PH, Japan to sign investment agreements on AI and data analytics
(22 May 2019) The Philippines hopes to ink several investment agreements during President Rodrigo Duterte’s official visit to Japan next week, including two confirmed ones related to high-technology, artificial intelligence (AI) and data analytics. According to the Department of Trade and Industry (DTI) secretary Ramon Lopez, the government also hopes to arrange a high-level bilateral meeting between President Duterte and Japan Prime Minister Shinzo Abe during the trip. Also on the agenda is the review of the Japan-Philippines Economic Partnership Agreement (JPEAPA), as well as other trade and investment matters. Separately, finance secretary Carlos Dominguez III said that the Philippines is also looking to intensify cooperation with South Korea, beginning with the adoption of South Korea’s technology-based tax systems. According to Dominguez, the government found South Korea’s electronic invoicing and receipts system to be most suitable, and the Korea International Cooperation Agency (KOICA) will be assisting the Philippines’ Bureau of Internal Revenue in the adoption process.

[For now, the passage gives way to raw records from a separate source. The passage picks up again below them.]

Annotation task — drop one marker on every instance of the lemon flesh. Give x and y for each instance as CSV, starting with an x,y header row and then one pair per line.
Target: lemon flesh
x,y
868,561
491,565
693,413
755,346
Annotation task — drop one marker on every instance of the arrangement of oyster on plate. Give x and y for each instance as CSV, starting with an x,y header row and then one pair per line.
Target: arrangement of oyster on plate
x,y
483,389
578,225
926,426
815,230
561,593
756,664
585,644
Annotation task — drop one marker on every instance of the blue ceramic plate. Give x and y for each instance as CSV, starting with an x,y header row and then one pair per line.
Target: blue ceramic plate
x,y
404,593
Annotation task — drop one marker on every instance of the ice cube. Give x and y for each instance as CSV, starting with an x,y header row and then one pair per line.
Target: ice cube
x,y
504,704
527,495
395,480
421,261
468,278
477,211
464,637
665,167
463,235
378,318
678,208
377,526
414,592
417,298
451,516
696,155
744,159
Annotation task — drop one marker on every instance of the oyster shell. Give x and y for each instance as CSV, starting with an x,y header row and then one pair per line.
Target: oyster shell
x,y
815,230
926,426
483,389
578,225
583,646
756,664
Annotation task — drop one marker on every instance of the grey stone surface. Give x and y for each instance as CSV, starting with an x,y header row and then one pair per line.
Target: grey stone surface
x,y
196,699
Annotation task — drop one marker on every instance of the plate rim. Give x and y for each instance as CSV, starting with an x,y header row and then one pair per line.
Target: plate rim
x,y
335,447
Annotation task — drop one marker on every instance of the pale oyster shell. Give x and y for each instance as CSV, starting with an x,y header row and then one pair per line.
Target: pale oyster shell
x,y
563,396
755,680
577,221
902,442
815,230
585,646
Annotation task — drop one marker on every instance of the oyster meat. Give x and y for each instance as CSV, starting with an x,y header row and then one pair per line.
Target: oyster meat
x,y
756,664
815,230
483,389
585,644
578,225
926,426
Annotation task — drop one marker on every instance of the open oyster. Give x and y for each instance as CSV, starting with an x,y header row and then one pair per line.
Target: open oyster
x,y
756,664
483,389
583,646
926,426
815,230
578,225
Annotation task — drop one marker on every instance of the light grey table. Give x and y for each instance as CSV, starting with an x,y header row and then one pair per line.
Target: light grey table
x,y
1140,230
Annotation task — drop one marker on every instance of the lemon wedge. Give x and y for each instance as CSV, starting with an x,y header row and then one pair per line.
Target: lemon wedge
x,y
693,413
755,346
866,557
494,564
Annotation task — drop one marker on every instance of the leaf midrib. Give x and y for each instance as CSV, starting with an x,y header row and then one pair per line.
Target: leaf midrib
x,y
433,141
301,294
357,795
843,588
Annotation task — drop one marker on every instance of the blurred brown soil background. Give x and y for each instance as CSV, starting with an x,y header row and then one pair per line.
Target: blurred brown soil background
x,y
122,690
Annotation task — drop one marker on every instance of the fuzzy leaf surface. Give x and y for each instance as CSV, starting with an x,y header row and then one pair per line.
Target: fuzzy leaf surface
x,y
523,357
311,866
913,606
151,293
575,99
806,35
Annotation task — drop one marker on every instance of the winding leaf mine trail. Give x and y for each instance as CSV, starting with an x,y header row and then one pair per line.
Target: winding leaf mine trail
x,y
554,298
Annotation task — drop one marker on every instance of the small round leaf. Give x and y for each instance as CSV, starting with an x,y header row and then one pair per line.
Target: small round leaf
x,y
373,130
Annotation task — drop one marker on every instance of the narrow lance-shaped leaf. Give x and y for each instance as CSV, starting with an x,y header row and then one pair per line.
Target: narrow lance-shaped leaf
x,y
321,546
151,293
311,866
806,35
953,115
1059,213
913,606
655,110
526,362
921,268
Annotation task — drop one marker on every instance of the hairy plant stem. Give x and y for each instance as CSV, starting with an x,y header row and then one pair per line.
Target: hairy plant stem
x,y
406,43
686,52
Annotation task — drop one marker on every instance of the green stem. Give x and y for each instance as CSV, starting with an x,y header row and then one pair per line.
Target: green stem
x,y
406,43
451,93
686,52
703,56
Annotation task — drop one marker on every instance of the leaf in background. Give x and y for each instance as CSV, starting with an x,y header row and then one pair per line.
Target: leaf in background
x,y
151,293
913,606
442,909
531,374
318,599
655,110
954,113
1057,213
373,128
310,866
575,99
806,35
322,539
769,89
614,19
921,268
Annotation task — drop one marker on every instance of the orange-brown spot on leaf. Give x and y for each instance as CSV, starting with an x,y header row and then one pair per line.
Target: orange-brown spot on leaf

South Korea to set up ASEAN finance centre in 2020
(21 May 2019) The South Korean government is planning to establish a Korea-ASEAN finance support centre in either Bangkok or Jakarta next year, said presidential economic advisor Joo Hyung-chul. Joo’s statement was made during a meeting with the heads of South Korean financial companies and other major industry players. According to Joo, the government will begin the budgeting process for the centre in June and decide on its location by October after conducting due diligence with think tanks such as the Korea Institute for International Economic Policy. This is in line with the government’s efforts in strengthening ties with Southeast Asia. Jakarta is the more financially-viable option since the South Korean government already has an ASEAN representative office in the city, while Bangkok would allow South Korea to collaborate closely with the United Nations office based there. According to the Korea Federation of Banks, there are currently 164 branches and offices of Korean financial companies located in Southeast Asia.